Standing in the Middle
Another Pali word that is translated into English as “equanimity” is tatramajjhattata, which means “to stand in the middle.” Gil Fronsdal says this “standing in the middle” refers to a balance that comes from inner stability; remaining centered when surrounded by turmoil.
We are constantly being pulled in one direction or another by things or conditions we either want or hope to avoid. These include praise and blame, pleasure and pain, success and failure, gain and loss. The wise person, accepts all without approval or disapproval.¹ – The Buddha
In her book Comfortable with Uncertainty, Tibetan Kagyu teacher Pema Chodron said, “To cultivate equanimity we practice catching ourselves when we feel attraction or aversion, before it hardens into grasping or negativity.”
This, of course, connects to mindfulness.
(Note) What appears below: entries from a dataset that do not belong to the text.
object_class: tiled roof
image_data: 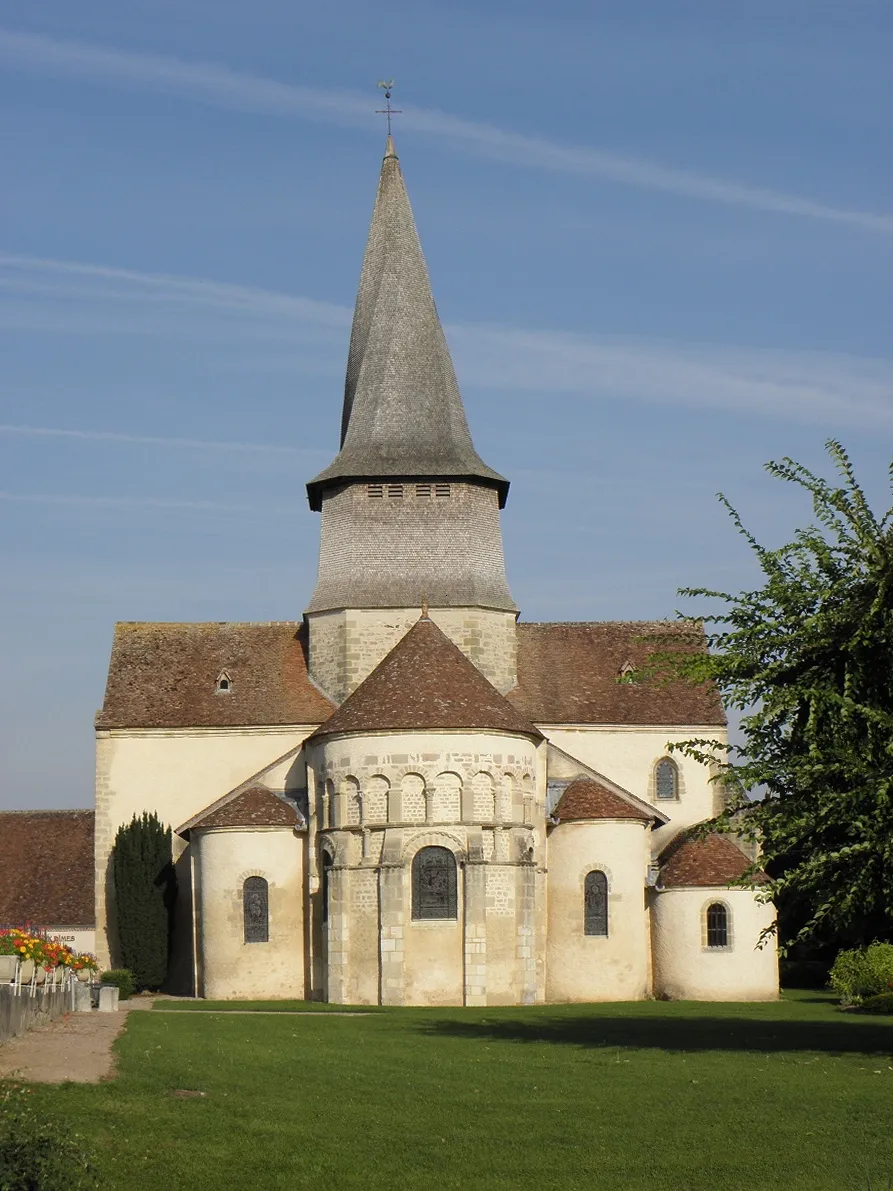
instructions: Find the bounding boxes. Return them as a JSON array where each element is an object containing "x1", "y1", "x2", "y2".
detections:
[
  {"x1": 0, "y1": 811, "x2": 96, "y2": 927},
  {"x1": 191, "y1": 786, "x2": 301, "y2": 831},
  {"x1": 313, "y1": 617, "x2": 539, "y2": 737},
  {"x1": 307, "y1": 137, "x2": 508, "y2": 509},
  {"x1": 552, "y1": 778, "x2": 652, "y2": 823},
  {"x1": 660, "y1": 831, "x2": 767, "y2": 888},
  {"x1": 507, "y1": 621, "x2": 725, "y2": 725},
  {"x1": 96, "y1": 622, "x2": 335, "y2": 728}
]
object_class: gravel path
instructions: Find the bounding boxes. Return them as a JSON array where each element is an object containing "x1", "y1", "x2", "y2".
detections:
[{"x1": 0, "y1": 997, "x2": 154, "y2": 1084}]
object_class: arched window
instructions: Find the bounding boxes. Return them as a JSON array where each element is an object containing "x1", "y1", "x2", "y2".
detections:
[
  {"x1": 707, "y1": 902, "x2": 729, "y2": 947},
  {"x1": 583, "y1": 868, "x2": 607, "y2": 936},
  {"x1": 654, "y1": 756, "x2": 679, "y2": 802},
  {"x1": 242, "y1": 877, "x2": 270, "y2": 943},
  {"x1": 412, "y1": 848, "x2": 457, "y2": 918}
]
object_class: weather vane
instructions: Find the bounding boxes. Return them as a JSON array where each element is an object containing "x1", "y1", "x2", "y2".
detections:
[{"x1": 375, "y1": 79, "x2": 404, "y2": 136}]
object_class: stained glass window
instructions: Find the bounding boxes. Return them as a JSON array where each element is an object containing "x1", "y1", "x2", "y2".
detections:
[
  {"x1": 412, "y1": 848, "x2": 457, "y2": 918},
  {"x1": 654, "y1": 756, "x2": 679, "y2": 802},
  {"x1": 583, "y1": 868, "x2": 607, "y2": 935},
  {"x1": 242, "y1": 877, "x2": 270, "y2": 943},
  {"x1": 707, "y1": 902, "x2": 729, "y2": 947}
]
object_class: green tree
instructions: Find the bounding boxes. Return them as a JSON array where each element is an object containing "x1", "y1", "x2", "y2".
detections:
[
  {"x1": 649, "y1": 441, "x2": 893, "y2": 944},
  {"x1": 112, "y1": 811, "x2": 176, "y2": 990}
]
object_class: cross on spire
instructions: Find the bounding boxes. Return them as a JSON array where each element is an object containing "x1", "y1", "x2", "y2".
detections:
[{"x1": 375, "y1": 79, "x2": 404, "y2": 136}]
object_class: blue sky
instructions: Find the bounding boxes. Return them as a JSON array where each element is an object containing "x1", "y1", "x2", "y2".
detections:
[{"x1": 0, "y1": 0, "x2": 893, "y2": 807}]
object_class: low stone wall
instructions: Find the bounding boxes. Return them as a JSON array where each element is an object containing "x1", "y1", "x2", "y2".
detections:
[{"x1": 0, "y1": 984, "x2": 74, "y2": 1042}]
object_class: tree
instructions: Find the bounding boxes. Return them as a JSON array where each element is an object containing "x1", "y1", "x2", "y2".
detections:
[
  {"x1": 112, "y1": 811, "x2": 176, "y2": 990},
  {"x1": 649, "y1": 441, "x2": 893, "y2": 944}
]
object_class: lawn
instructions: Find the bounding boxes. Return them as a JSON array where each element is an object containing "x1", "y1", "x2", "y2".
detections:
[{"x1": 26, "y1": 993, "x2": 893, "y2": 1191}]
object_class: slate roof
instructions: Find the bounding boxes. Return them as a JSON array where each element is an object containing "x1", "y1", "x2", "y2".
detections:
[
  {"x1": 658, "y1": 831, "x2": 767, "y2": 888},
  {"x1": 96, "y1": 622, "x2": 335, "y2": 728},
  {"x1": 307, "y1": 137, "x2": 508, "y2": 509},
  {"x1": 0, "y1": 811, "x2": 96, "y2": 927},
  {"x1": 189, "y1": 786, "x2": 302, "y2": 831},
  {"x1": 552, "y1": 778, "x2": 656, "y2": 823},
  {"x1": 507, "y1": 621, "x2": 725, "y2": 727},
  {"x1": 313, "y1": 616, "x2": 541, "y2": 738}
]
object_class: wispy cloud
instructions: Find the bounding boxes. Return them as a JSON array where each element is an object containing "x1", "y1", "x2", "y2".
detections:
[
  {"x1": 0, "y1": 252, "x2": 893, "y2": 433},
  {"x1": 0, "y1": 423, "x2": 325, "y2": 457},
  {"x1": 0, "y1": 30, "x2": 893, "y2": 236}
]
The Buddha taught that there are four frames of reference in mindfulness:
1. Mindfulness of body (kayasati).
2. Mindfulness of feelings or sensations (vedanasati).
3. Mindfulness of mind or mental processes (cittasati).
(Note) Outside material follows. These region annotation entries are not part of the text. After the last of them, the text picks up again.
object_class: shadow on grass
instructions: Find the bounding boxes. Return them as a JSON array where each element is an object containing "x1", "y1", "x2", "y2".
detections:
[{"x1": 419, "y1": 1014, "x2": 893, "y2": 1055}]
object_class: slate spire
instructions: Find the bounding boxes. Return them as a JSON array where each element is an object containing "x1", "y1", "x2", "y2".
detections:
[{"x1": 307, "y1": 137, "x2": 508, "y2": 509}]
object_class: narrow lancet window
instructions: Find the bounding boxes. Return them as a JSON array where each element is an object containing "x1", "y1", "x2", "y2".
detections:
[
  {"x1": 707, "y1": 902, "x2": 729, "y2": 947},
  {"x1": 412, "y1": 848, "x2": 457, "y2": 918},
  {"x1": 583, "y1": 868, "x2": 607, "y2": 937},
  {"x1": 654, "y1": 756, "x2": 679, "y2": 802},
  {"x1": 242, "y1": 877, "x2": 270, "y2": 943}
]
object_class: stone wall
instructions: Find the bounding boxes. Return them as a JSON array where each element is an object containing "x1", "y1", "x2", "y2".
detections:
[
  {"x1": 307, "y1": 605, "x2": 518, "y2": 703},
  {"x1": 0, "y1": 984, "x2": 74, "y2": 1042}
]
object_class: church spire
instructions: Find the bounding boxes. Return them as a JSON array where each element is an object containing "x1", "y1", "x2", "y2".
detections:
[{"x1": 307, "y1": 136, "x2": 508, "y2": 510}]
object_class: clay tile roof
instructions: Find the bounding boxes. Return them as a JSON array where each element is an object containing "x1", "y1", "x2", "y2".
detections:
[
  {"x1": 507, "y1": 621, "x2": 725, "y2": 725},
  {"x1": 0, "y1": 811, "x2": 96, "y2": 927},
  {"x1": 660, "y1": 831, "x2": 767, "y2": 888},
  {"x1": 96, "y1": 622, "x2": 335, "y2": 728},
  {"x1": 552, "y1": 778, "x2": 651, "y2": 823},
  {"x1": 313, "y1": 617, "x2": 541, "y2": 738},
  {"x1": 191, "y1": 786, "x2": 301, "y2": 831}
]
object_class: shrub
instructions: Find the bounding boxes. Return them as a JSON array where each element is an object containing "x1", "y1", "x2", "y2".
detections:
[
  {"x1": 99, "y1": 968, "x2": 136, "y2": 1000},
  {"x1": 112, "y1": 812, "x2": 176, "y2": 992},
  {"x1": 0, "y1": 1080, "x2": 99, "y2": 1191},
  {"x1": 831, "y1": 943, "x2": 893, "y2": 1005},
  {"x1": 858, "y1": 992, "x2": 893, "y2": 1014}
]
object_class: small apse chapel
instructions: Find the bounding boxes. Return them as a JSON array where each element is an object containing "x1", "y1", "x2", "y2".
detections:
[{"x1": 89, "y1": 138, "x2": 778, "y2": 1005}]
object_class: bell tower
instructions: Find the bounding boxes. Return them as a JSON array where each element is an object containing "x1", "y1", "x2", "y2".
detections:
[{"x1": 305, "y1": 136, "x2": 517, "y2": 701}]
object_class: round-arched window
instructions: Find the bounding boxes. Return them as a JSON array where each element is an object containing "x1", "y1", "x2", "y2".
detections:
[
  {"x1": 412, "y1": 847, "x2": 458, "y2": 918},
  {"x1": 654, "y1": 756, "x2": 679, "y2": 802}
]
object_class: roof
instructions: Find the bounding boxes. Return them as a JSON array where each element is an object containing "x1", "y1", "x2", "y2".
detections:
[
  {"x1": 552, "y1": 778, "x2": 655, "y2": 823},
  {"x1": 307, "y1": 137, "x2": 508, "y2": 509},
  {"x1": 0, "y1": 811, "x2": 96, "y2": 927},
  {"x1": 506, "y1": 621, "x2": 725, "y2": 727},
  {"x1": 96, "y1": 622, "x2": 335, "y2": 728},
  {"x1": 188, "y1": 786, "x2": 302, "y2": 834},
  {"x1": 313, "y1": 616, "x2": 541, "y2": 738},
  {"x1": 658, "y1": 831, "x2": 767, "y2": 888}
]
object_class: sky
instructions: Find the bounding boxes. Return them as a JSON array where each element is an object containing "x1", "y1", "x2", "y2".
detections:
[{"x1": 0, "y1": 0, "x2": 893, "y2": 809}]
4. Mindfulness of mental objects or qualities (dhammasati).
Here we have a really good example of working with mindfulness of feelings and mental processes. People who are not-mindful are perpetually being jerked around by their emotions and biases. But with mindfulness, you recognize and acknowledge feelings without letting them control you.
Pema Chodron says that when feelings of attraction or aversion arise, we can “use our biases as stepping-stones for connecting with the confusion of others.” When we become intimate with and accepting of own feelings, we see more clearly how everyone gets hooked by their hopes and fears. From this, “a bigger perspective can emerge.”
Thich Nhat Hanh says that Buddhist equanimity includes the ability to see everyone as equal. “We shed all discrimination and prejudice, and remove all boundaries between ourselves and others,” he writes. “In a conflict, even though we are deeply concerned, we remain impartial, able to love and to understand both sides. [The Heart of the Buddha’s Teaching, p. 162].” I confess, that last one is really difficult for me, but that’s what we are called to do.
¹ The Buddha
(Richard Taylor Suggestion)
Catch yourself feeling a “HIT” or ACTIVATION”.
Talk to yourself called Self-Talk.
Say: ” Remain Calm. Breathe.”
Listen with empathy (Empathetic Listening) trying to hear the other person’s points. Try to understand the underlying feelings that are driving the words spoken. Is it fear, frustration, misdirected pent up stress? What is it?
Remain silent. Try to remain neutral. Try for either being Neutral or Nice. Refrain from Nasty.
These are the 3 N’s. = Nasty/Neutral/Nice.
If flooded with feelings and you feel like yelling or being nasty…say “I am taking a 10/20/30 minute break and will discuss this when we are both calm. Please allow me to take this break without chasing me. How about you calm down too. ”
Discuss things when you are calm.
Choose to cooperate and then compromise or harmonize.